Святые отцы Церкви говорят, что Пилат не осудил бы Христа, если бы толпа не начала на том настаивать. Толпу же подзуживали священники, а Пилат с первосвященником Каиафой, председателем Синедриона, общался довольно тесно. Каиафа для одних был предателем и негодяем, для других – рассудительным патриотом. Он всеми возможными средствами старался предотвратить волнения, чтобы, упаси Господи, не вступить в конфликт с римлянами. Как говорится в Евангелии: «Что нам делать? Этот Человек много чудес творит. Если оставим Его так, то все уверуют в Него, и придут римляне, и овладеют и местом нашим и народом».

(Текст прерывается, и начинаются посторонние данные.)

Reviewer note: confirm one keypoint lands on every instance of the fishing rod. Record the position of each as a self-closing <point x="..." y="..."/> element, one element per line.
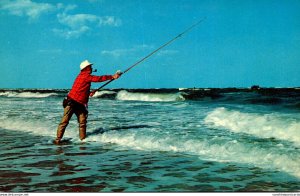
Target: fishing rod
<point x="150" y="54"/>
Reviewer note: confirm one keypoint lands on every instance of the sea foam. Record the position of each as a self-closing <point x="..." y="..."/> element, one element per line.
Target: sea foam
<point x="155" y="97"/>
<point x="270" y="125"/>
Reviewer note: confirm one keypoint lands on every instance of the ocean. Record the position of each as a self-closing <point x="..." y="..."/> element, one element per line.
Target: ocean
<point x="153" y="140"/>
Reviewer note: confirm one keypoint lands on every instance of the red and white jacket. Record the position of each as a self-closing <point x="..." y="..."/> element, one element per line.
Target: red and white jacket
<point x="81" y="88"/>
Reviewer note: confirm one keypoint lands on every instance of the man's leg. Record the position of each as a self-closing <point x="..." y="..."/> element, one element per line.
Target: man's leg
<point x="82" y="120"/>
<point x="68" y="112"/>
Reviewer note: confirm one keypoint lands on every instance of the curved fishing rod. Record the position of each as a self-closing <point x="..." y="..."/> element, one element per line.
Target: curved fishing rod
<point x="150" y="54"/>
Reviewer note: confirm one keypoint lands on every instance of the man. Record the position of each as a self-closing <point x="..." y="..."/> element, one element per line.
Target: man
<point x="77" y="99"/>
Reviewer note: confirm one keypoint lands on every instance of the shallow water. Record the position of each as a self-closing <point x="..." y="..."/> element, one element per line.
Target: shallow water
<point x="153" y="146"/>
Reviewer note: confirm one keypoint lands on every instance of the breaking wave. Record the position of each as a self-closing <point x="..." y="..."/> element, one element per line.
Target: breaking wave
<point x="163" y="97"/>
<point x="27" y="94"/>
<point x="273" y="125"/>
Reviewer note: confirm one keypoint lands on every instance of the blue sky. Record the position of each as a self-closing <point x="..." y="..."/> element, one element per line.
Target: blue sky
<point x="241" y="43"/>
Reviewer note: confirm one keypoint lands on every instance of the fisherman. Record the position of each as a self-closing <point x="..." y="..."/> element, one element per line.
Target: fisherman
<point x="77" y="99"/>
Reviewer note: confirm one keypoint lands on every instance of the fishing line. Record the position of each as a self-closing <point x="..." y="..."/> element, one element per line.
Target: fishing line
<point x="150" y="54"/>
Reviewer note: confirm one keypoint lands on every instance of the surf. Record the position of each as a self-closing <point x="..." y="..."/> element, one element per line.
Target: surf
<point x="152" y="97"/>
<point x="271" y="125"/>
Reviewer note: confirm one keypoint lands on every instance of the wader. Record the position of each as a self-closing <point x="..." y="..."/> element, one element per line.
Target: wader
<point x="71" y="107"/>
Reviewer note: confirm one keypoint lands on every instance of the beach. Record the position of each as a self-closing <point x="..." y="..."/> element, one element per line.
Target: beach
<point x="182" y="140"/>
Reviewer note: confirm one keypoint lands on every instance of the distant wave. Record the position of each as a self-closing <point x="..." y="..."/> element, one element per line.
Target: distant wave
<point x="26" y="94"/>
<point x="270" y="96"/>
<point x="125" y="95"/>
<point x="260" y="125"/>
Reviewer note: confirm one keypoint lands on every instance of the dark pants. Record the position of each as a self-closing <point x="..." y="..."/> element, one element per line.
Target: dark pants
<point x="81" y="114"/>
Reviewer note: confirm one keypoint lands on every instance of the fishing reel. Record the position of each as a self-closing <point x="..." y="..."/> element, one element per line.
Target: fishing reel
<point x="119" y="72"/>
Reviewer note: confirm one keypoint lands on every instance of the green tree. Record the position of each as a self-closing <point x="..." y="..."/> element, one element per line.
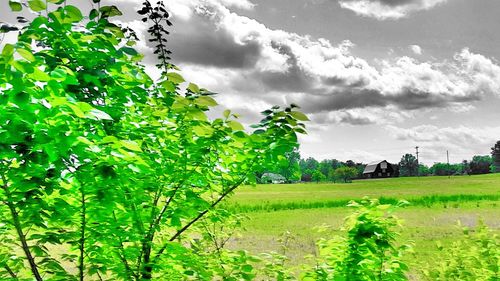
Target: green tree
<point x="116" y="169"/>
<point x="290" y="168"/>
<point x="408" y="166"/>
<point x="495" y="154"/>
<point x="423" y="170"/>
<point x="318" y="176"/>
<point x="346" y="174"/>
<point x="481" y="164"/>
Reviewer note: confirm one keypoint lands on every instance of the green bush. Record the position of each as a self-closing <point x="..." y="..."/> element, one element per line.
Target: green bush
<point x="369" y="251"/>
<point x="476" y="257"/>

За свою слабость прокуратор Иудеи заплатил сполна. В 36 году (по другим источникам – в 39-м) он был отозван в Рим и покончил жизнь самоубийством, а его останки были выброшены в Тибр. Так что вполне вероятно, что я его тут, в аду, как-нибудь встречу.
Но предположим, сыночек, что толпа, подстрекаемая Каиафой, не поддалась на провокацию и не стала настаивать на распятии Христа. Иисусу присудили бы в качестве наказания штраф, что с точки зрения тогдашней юрисдикции было бы совершенно справедливым и адекватным приговором. Он вернулся бы к своим ученикам, и Христианство осталось бы в лучшем случае немногочисленной сектой без какого-либо влияния и значения. Скорее всего, его очень быстро бы забыли. А доминирующей религией стал бы иудаизм, слегка осовремененный, приспособленный к греко-римским реалиям. Без обряда обрезания и, вероятнее всего, без понятия кошерности, потому что в Риме и Афинах всегда любили хорошо покушать, в том числе разнообразные мясные блюда. Иисус не пострадал бы на кресте, и не было бы обвинения евреям, что они Сына Божьего распяли. А ведь именно это всегда было главным поводом для гонений на еврейский народ. Если бы Понтий Пилат не поддался на увещевания Каиафы, не пошел бы на поводу у популизма, не было бы, сыночек, Креста, не было бы Воскресения, не было бы Христианства – и не было бы Освенцима. И Штутхофа бы тоже не было. И я бы с эсэсовцами полонез не танцевала. И в энциклопедиях не появился бы термин «Холокост».